The choice for men who have prostate cancer that has not spread outside the gland is between active surveillance and treating the whole gland with surgery or radiotherapy. Active surveillance involves monitoring the disease using blood tests and repeated biopsies every 2-3 years. Treatment is given only if the cancer shows signs of progressing. The benefit of whole-gland treatment in reducing the risk of dying from cancer is 5% or less within 10 years. However, treatment carries risk of incontinence, impotence and rectal problems. These occur because treating the whole gland leads to damage to structures immediately surrounding the prostate

This programme of research will see if prostate cancer management can be developed in a similar way to how breast cancer treatment changed two decades ago. Women usually had to undergo an operation to remove the whole breast whereas currently, most women undergo a lumpectomy of only the cancer.
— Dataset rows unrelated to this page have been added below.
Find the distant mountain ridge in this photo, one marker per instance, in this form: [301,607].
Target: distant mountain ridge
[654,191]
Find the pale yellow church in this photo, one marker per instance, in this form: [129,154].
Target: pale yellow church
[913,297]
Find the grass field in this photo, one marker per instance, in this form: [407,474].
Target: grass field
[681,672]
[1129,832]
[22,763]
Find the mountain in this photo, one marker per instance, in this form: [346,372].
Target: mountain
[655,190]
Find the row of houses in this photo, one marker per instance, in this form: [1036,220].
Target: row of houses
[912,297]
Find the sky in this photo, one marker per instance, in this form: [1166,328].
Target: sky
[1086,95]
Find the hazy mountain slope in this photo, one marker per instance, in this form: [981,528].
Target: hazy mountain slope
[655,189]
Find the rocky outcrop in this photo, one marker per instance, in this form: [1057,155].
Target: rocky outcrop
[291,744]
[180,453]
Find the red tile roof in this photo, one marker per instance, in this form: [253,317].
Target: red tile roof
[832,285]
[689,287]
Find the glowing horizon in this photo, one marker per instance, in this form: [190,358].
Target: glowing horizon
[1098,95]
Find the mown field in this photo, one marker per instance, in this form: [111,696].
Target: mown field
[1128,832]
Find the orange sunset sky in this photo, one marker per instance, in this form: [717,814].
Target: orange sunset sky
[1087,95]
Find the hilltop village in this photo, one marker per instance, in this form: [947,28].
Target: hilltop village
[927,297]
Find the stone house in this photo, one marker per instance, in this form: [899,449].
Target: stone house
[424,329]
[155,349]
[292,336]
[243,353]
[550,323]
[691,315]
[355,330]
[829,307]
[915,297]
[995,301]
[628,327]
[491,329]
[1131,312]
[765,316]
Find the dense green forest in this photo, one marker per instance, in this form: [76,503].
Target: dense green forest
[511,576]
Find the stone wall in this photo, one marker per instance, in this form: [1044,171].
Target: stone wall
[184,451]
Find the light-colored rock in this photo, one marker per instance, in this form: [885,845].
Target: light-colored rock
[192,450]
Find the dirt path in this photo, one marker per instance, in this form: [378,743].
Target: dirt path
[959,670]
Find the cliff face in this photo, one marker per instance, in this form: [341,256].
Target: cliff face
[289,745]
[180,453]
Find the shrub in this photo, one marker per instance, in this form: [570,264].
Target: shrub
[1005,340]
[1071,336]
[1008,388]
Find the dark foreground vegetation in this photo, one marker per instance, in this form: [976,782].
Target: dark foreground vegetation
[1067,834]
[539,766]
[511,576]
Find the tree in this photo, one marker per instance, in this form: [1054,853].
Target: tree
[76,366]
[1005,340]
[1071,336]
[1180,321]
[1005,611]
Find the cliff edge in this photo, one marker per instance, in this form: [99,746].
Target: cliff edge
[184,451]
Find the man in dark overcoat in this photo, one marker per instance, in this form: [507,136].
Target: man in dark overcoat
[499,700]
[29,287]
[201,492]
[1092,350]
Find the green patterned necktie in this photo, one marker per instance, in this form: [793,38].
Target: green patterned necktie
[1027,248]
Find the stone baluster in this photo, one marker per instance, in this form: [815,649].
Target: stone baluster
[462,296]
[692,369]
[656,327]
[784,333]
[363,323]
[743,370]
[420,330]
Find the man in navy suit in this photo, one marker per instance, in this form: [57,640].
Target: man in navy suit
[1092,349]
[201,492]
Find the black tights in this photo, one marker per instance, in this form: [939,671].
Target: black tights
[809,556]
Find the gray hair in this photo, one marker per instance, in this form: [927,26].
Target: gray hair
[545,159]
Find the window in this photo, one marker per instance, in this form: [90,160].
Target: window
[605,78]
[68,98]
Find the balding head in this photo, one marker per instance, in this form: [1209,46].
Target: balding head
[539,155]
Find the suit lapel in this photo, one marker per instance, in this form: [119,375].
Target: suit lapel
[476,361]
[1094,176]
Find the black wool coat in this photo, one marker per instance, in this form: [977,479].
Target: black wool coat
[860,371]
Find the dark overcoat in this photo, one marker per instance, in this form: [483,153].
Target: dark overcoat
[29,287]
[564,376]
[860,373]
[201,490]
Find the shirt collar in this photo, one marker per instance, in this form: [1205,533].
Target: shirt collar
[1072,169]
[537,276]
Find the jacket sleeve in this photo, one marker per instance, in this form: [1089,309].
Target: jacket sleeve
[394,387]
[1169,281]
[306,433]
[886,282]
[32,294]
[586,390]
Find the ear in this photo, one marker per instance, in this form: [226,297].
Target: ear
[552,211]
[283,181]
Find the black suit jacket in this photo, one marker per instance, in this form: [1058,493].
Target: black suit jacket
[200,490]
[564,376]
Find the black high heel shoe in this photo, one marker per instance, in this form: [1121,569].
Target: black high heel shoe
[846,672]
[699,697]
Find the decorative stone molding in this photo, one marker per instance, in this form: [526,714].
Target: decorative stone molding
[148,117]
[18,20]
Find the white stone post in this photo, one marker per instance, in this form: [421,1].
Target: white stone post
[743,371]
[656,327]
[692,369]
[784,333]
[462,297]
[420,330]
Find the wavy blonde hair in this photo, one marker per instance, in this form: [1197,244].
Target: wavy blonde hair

This proposal will evaluate a similar principal in prostate cancer. In other words, in men with prostate cancer can we destroy only the areas of cancer and achieve lower side-effects. At the same time, can we maintain good cancer control.

Technical Summary

Background
The choice for men who have localised prostate cancer (PCa) is between active surveillance and treating the whole gland with surgery or radiotherapy. Active surveillance involves monitoring the disease 3-monthly with biopsies and blood tests. Radical therapy is instituted if the cancer progresses. The absolute risk reduction in mortality, as demonstrated in a randomised controlled trial, from radical surgery is 5% within 10 years. This difference is probably smaller in the PSA-screened population. However, radical treatment carries risk of incontinence, impotence and rectal problems. These occur because treating the whole gland causes damage to structures surrounding the prostate.

Focal Therapy Hypothesis
Fewer side-effects and effective early cancer control can be achieved by targeting areas of prostate cancer.

Aims
1. Evaluate whether localised PCa is suitable for focal therapy
2. Evaluate localisation of PCa using magnetic resonance imaging
3. Evaluate the patient acceptability of focal therapy

Objectives
1. Determine the proportion of men that may be suitable for focal therapy in the UK on histological specimens.
2. Determine the side-effects and early cancer control of focal therapy in a trial setting.
3. Investigate the role of different MRI modalities in localising PCa against prostate mapping biopsies.
4. Investigate the attributes of focal therapy that will make it acceptable for men with PCa using discrete choice analysis

Design and Methods
1. Review of histological whole-mount specimens and prostate template mapping biopsies
2. Conduct of 2 phase II trials in which malignant areas will be identified using prostate mapping biopsies and ablated using high-intensity focused ultrasound (HIFU). HIFU causes coagulative necrosis using a rectal probe to transmit sound-waves that heat up discrete areas to 80-90°C. One trial will evaluate hemiablation for unilateral PCa and the other will evaluate focal-ablation of low-volume cancer areas on both sides.
3. MRI localisation accuracy of PCa will be analysed using prostate mapping biopsies as a reference standard. Qualitative analysis and quantitative visual analysis will be used to assess accuracy of dynamic contrast enhanced and diffusion weighted MRI.
4. Discrete choice experimentation, an accepted approach for elicitation of preferences of one treatment over another, will assess the key attributes of focal therapy from a patient perspective.

Research Training
This programme will equip the applicant for an academic career in Clinical Epidemiology involving practice-oriented translational and health services research such as clinical trial methodology and health technology evaluation (therapeutic and diagnostic test evaluation) (all are MRC priority capacity development areas and priority areas in the Walport report). The MSc in Clinical Trials and attendance at discrete choice analysis workshops and UCL Skills development programme will be a formal part of this training. In addition, specific training in medical image analysis/processing and histopathological evaluation will form important basic research skill elements. Clinical training in core urology as well as sub-specialist training in ablative techniques (HIFU, cryosurgery, photodynamic therapy, radio-frequency ablation) will equip the applicant for practice as a Consultant Urologist. These elements will form a strong basis for independent post-doctoral research.